Późniejsze seriale medyczne już mnie tak nie wciągnęły. Po jednym sezonie dr House’a stwierdziłam, że medycyny tam niewiele, bo nie mieści się z ego głównego bohatera na ekranie. Do dziś nie rozumiem zachwytu nad tym serialem, bo tam chodzi tylko o bycie chamskim geniuszem, któremu przez jego geniusz ludzie dookoła wybaczają najbardziej toksyczne zachowania. Rozmawiając ze znajomymi, którym podobał się ten serial, zrozumiałam, że właśnie ta chamskość im imponowała najbardziej. Ja wolałam oglądać serial o życzliwości i medycynie. Dziś cieszę się, że nie dostałam się na medycynę po liceum. To nie byłoby dobre życie.
MizEatAlot
29 sierpnia 2023, 10:58Też uwielbiałam Ostry dyżur. W dorosłości obejrzałam jeszcze raz i chętnie zrobię to podobnie. Dr Green był super, zawsze mu kibicowałam.
Babok.Kukurydz!anka
29 sierpnia 2023, 21:15jak dorosłam, bardziej zrozumiałam jego żonę. Gdy byłam dzieckiem, nie wiedziałam czemu jej przeprowadzka do seattle była taką ważną rzeczą, ani czemu przeprowadza za pracą miałaby zniszczyć małżeństwo.
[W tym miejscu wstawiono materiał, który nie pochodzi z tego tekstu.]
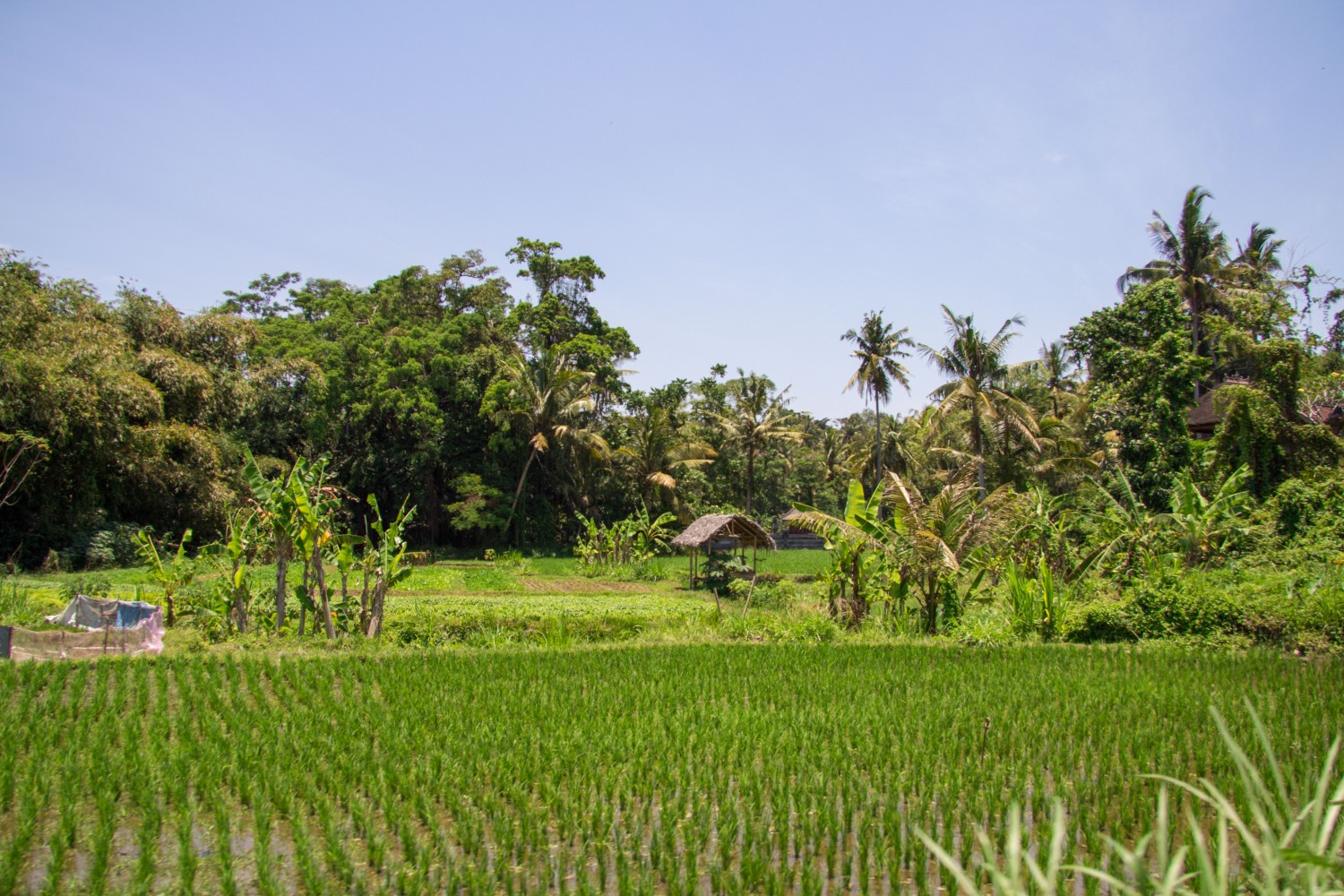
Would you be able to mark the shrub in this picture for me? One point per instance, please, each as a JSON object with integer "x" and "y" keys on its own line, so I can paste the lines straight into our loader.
{"x": 1104, "y": 619}
{"x": 983, "y": 626}
{"x": 115, "y": 547}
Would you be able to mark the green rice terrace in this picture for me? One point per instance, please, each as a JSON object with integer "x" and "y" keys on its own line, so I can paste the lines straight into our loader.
{"x": 410, "y": 589}
{"x": 679, "y": 770}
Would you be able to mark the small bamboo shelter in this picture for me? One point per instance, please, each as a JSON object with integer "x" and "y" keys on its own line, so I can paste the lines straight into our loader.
{"x": 744, "y": 530}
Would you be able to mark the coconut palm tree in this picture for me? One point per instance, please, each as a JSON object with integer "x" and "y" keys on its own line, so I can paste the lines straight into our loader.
{"x": 755, "y": 419}
{"x": 655, "y": 449}
{"x": 1257, "y": 260}
{"x": 548, "y": 400}
{"x": 1193, "y": 253}
{"x": 976, "y": 367}
{"x": 930, "y": 541}
{"x": 878, "y": 347}
{"x": 1061, "y": 373}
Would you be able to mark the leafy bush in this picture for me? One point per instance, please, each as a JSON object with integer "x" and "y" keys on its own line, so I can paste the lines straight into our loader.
{"x": 1223, "y": 606}
{"x": 983, "y": 626}
{"x": 489, "y": 579}
{"x": 719, "y": 570}
{"x": 115, "y": 547}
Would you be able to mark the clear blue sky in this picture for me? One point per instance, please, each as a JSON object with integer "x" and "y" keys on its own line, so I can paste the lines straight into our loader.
{"x": 752, "y": 177}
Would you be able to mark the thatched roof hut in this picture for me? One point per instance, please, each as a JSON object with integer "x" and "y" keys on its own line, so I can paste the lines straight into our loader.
{"x": 742, "y": 530}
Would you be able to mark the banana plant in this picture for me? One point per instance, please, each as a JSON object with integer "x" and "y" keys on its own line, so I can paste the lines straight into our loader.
{"x": 174, "y": 575}
{"x": 387, "y": 554}
{"x": 1207, "y": 525}
{"x": 346, "y": 563}
{"x": 314, "y": 504}
{"x": 276, "y": 511}
{"x": 236, "y": 555}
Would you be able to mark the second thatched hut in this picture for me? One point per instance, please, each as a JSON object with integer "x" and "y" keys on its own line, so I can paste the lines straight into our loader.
{"x": 742, "y": 530}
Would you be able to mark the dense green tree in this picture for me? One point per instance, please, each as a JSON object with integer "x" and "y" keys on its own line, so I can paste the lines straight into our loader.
{"x": 1142, "y": 370}
{"x": 564, "y": 319}
{"x": 656, "y": 450}
{"x": 1193, "y": 253}
{"x": 757, "y": 418}
{"x": 975, "y": 365}
{"x": 548, "y": 402}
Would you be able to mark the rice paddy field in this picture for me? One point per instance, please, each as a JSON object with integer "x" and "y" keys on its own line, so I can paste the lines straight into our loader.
{"x": 687, "y": 769}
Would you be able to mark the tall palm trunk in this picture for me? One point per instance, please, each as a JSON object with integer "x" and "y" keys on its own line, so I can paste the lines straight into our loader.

Dziś wiem już gdzie leży chicago a gdzie seattle. Nie zazdroszczę.
Nerd-Witch
29 sierpnia 2023, 07:26Za moich czasów dzieciństwa w TV królował Słoneczny Patrol, McGyver i Drużyna A :) Ale w żadnym stopniu nie wpłynęło to na to kim chciałam być :)
Nerd-Witch
29 sierpnia 2023, 07:24Komentarz został usunięty
beaataa
29 sierpnia 2023, 07:10Po skończeniu medycyny, miałabyś dużo więcej możliwości wyboru pracy, niż po jej nieskończeniu.
Babok.Kukurydz!anka
29 sierpnia 2023, 08:06I chodziłabym przemęczona i wiecznie wkurzona jak polscy lekarze? Nie dziękuję. Poza tym ostatnio czytałam, że wielu medyków za powód emigracji podaje powszechna nienawiść do ich profesji i paskudne nastawienie pacjentów.
Laurka1980
29 sierpnia 2023, 06:33Nie wiesz, jakie byłoby życie, gdybys dostała się na medycynę. Fenomen dr Housa to trochę tak samo jak z bohaterem Czułego z Warszawianki, pytanie, które postawił Raczek brzmialo:”co w tych ludziach jest takiego, co wydarzyło się w ich życiu i co nimi kieruje, ze tak lubią Czułego”. To go interesowało jako widza, a nikt na to pytanie nie odpowiedział.
Babok.Kukurydz!anka
29 sierpnia 2023, 08:07Chyba musisz mi przybliżyć o co chodzi z warszawianka i czułym. Pamiętam dywagacje o walterze white z breaking bad, że ludzie kibicował mu nawet gry stał się zły do szpiku kości. Że póki jesteś w czymś dobry, ludzie wybacza ci ze jesteś zła osoba.